What is AI Hallucination? — AI Glossary

AI hallucination is when an artificial intelligence model generates false, fabricated, or nonsensical information — but presents it with the same confidence as accurate information. The AI isn’t lying; it genuinely “believes” the output because it’s generated the most statistically likely continuation of the text, which happens to be factually wrong. The term comes from the psychological concept of hallucination: perceiving something that isn’t there.

Hallucination is one of the most important limitations of modern AI to understand. Any output from a language model — from citations and statistics to code and legal summaries — can potentially contain hallucinated content. Knowing this, and knowing how to verify and mitigate it, is essential for using AI safely and effectively.

Table of Contents

How AI Hallucination Happens

Language models work by predicting the next token based on patterns in training data. They don’t have a separate “fact database” they can check — they generate responses by combining patterns they’ve seen. When asked about something obscure, recent, or outside their training data, they continue generating plausible-sounding text even when they don’t have reliable information to ground it.

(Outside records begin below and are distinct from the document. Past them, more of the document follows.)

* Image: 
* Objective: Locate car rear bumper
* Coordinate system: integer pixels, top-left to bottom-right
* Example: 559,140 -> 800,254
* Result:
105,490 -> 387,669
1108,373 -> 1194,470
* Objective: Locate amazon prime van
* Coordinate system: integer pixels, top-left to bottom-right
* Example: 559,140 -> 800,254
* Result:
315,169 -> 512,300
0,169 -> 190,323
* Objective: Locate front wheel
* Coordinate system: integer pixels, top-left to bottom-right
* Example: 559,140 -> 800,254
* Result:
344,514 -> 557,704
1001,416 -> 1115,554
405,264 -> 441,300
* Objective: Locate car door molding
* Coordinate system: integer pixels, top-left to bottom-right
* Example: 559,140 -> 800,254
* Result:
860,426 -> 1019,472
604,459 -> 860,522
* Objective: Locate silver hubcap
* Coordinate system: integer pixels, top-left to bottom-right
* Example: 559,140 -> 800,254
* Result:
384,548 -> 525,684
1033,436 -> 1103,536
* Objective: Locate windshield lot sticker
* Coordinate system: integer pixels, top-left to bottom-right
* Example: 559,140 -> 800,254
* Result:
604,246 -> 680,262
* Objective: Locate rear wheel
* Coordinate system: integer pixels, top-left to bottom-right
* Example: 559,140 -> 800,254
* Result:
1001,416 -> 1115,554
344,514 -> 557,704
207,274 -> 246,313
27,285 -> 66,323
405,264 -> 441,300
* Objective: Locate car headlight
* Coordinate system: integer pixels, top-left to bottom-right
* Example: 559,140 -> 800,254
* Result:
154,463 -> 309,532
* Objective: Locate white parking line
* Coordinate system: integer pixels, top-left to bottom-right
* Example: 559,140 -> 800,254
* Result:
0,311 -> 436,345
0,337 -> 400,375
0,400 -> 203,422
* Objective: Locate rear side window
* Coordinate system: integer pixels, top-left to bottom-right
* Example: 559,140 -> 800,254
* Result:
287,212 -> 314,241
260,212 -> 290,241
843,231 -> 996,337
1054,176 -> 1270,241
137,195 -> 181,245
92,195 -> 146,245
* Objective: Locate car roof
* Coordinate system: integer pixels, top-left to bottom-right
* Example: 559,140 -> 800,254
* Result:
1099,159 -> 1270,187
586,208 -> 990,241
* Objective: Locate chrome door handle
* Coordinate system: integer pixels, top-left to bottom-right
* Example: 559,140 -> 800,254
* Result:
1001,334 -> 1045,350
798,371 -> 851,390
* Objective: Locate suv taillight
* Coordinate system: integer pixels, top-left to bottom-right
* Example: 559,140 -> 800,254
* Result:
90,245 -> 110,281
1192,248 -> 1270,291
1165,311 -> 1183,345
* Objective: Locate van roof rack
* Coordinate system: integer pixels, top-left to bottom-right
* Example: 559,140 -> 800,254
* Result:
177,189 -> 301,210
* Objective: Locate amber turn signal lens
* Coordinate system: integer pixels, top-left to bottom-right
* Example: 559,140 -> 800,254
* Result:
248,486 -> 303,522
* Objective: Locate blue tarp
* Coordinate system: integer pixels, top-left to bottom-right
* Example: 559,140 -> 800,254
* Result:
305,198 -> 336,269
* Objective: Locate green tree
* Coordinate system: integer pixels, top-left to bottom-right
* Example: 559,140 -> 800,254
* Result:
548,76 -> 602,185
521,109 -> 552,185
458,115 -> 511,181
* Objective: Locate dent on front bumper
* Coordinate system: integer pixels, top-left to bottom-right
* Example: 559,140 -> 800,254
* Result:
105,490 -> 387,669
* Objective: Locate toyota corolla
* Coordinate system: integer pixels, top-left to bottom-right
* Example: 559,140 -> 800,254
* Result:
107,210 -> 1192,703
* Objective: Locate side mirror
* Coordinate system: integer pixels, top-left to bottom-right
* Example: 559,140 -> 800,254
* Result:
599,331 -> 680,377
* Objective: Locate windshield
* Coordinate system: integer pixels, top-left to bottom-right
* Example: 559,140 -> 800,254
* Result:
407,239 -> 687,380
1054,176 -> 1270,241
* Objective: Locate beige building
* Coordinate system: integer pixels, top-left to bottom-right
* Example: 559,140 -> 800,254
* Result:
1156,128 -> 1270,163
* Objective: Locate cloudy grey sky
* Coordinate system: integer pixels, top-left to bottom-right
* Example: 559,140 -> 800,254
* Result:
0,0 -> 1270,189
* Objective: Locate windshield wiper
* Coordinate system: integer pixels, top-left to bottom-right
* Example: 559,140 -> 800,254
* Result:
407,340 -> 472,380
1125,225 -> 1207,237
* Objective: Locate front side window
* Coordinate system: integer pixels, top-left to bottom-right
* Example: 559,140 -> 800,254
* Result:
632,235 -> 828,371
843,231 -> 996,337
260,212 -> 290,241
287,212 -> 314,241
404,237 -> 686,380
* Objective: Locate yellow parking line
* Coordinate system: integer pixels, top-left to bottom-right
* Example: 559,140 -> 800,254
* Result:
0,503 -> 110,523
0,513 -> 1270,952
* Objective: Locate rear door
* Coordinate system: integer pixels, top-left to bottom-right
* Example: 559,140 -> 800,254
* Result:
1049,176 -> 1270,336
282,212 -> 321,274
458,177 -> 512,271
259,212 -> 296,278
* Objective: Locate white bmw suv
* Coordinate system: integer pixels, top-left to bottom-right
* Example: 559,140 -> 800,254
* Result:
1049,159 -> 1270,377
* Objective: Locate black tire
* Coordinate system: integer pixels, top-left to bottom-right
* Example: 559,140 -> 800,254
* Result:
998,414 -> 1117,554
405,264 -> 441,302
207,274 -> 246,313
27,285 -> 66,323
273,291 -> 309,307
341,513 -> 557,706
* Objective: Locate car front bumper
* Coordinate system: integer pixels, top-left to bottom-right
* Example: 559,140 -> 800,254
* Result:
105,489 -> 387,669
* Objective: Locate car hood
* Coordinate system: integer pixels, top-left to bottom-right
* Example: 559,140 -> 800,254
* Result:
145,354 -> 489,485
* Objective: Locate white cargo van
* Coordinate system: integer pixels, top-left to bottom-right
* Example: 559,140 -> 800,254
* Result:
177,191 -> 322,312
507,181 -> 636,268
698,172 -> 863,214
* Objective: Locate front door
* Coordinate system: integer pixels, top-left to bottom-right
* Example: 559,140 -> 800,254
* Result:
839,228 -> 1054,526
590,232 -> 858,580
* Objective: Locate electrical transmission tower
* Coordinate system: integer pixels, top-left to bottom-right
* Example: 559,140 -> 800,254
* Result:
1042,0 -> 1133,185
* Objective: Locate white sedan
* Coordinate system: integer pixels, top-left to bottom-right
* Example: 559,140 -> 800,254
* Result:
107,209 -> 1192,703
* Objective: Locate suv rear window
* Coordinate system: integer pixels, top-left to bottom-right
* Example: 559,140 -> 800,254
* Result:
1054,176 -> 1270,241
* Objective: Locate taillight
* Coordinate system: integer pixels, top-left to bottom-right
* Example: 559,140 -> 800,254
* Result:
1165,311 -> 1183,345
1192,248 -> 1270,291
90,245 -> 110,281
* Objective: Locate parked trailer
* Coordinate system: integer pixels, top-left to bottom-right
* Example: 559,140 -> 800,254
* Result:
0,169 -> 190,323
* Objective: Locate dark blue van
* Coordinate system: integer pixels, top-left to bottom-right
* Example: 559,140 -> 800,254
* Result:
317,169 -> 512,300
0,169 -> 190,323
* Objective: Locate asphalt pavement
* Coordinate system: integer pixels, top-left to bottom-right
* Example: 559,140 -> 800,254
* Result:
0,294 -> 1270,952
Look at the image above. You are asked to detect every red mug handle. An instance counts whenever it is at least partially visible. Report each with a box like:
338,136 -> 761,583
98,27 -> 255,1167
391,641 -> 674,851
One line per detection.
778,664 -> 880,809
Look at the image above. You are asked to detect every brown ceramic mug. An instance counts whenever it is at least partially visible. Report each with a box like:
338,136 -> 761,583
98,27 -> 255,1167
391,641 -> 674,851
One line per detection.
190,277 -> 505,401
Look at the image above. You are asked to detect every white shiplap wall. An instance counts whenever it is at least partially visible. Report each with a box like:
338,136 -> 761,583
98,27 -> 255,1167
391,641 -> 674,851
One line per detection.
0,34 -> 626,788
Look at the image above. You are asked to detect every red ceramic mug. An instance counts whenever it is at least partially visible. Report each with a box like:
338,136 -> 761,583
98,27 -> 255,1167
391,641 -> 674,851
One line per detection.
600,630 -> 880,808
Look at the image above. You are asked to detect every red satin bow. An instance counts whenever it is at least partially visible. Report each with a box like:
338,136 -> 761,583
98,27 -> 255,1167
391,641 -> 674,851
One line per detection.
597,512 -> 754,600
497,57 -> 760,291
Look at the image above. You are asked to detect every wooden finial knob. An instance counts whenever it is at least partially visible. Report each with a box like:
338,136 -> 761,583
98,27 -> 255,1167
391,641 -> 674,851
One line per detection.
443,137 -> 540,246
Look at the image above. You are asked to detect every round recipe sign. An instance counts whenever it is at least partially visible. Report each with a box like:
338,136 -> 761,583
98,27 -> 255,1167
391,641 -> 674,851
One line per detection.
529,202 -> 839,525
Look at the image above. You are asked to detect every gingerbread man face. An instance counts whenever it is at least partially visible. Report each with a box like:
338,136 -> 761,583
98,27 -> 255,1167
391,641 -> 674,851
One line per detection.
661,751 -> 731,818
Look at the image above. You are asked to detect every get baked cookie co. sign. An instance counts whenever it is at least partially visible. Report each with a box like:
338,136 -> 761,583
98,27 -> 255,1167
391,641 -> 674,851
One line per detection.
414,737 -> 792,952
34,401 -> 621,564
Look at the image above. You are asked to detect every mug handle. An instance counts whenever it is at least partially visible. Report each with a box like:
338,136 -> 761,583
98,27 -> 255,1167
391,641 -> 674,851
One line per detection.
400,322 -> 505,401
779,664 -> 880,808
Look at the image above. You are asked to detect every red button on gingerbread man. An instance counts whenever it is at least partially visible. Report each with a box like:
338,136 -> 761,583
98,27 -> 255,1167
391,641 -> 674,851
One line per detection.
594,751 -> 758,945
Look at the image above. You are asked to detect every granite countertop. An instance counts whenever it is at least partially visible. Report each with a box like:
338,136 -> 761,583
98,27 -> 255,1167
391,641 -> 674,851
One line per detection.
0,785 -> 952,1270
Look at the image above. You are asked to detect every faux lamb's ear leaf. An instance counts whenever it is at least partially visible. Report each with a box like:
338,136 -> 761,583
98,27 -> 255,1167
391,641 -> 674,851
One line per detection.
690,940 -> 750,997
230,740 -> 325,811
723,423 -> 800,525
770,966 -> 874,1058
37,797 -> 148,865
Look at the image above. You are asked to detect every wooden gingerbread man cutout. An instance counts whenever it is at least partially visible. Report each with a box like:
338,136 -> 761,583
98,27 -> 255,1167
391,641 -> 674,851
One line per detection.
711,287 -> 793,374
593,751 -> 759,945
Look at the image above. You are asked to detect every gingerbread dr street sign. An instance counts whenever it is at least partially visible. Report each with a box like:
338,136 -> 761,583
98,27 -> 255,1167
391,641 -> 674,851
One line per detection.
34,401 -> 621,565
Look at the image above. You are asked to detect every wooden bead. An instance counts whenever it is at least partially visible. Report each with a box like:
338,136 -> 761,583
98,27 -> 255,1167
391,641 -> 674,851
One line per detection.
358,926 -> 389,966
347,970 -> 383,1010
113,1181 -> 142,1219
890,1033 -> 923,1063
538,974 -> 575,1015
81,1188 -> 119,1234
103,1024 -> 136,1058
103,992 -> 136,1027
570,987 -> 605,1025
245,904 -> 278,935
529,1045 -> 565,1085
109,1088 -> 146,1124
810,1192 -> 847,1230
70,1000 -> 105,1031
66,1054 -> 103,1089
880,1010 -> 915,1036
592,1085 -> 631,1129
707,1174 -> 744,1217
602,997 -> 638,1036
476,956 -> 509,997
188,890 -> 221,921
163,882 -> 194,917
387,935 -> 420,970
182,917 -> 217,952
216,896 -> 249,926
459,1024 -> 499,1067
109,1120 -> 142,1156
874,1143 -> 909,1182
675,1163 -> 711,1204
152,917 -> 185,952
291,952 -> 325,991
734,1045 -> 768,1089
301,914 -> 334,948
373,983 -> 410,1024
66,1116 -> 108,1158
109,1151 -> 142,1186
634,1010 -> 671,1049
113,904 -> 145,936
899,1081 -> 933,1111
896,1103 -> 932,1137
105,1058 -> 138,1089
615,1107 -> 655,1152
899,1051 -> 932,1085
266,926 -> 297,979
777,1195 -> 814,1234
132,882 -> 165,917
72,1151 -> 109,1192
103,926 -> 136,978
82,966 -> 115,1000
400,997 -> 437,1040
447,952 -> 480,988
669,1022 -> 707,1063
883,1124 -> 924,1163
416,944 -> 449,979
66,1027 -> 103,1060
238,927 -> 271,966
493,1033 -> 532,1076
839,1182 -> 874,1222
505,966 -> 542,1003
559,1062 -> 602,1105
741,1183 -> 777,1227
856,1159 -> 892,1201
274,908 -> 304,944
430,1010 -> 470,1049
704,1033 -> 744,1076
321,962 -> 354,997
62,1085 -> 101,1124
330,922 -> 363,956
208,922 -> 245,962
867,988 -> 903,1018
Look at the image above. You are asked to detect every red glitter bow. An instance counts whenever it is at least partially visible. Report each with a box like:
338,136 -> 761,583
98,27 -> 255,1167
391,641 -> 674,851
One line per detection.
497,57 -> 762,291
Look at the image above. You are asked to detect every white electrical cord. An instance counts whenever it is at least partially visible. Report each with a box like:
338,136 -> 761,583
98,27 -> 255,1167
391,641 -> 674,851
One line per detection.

Common hallucination scenarios include:

Fabricated citations: The model generates a paper title, author, and journal that sounds real but doesn’t exist. This is notorious — lawyers have been sanctioned for submitting AI-generated briefs with fake case citations.
Wrong statistics: The model generates a plausible-sounding number (“studies show 73% of…”) that has no basis in fact.
Incorrect facts about real people: Inventing biographical details, quotes, or events attributed to real individuals.
Outdated information presented as current: The model’s knowledge has a cutoff date; it may state old information confidently without knowing it’s changed.
Code that looks right but doesn’t work: Generated code can appear syntactically correct but have logical errors or use functions that don’t exist.

A 2023 survey by Stanford HAI found that even the best available models hallucinate on roughly 3-10% of factual queries, depending on the domain. Medical, legal, and financial AI applications require particularly careful hallucination monitoring because errors in these domains carry serious consequences.

Why Hallucination Matters

Hallucination matters because AI models are convincing. They don’t say “I’m not sure” in the way a human might hedge — they deliver false information in the same fluent, confident tone as accurate information. This makes it easy to accept incorrect outputs without question, especially for users who don’t know much about the topic being discussed.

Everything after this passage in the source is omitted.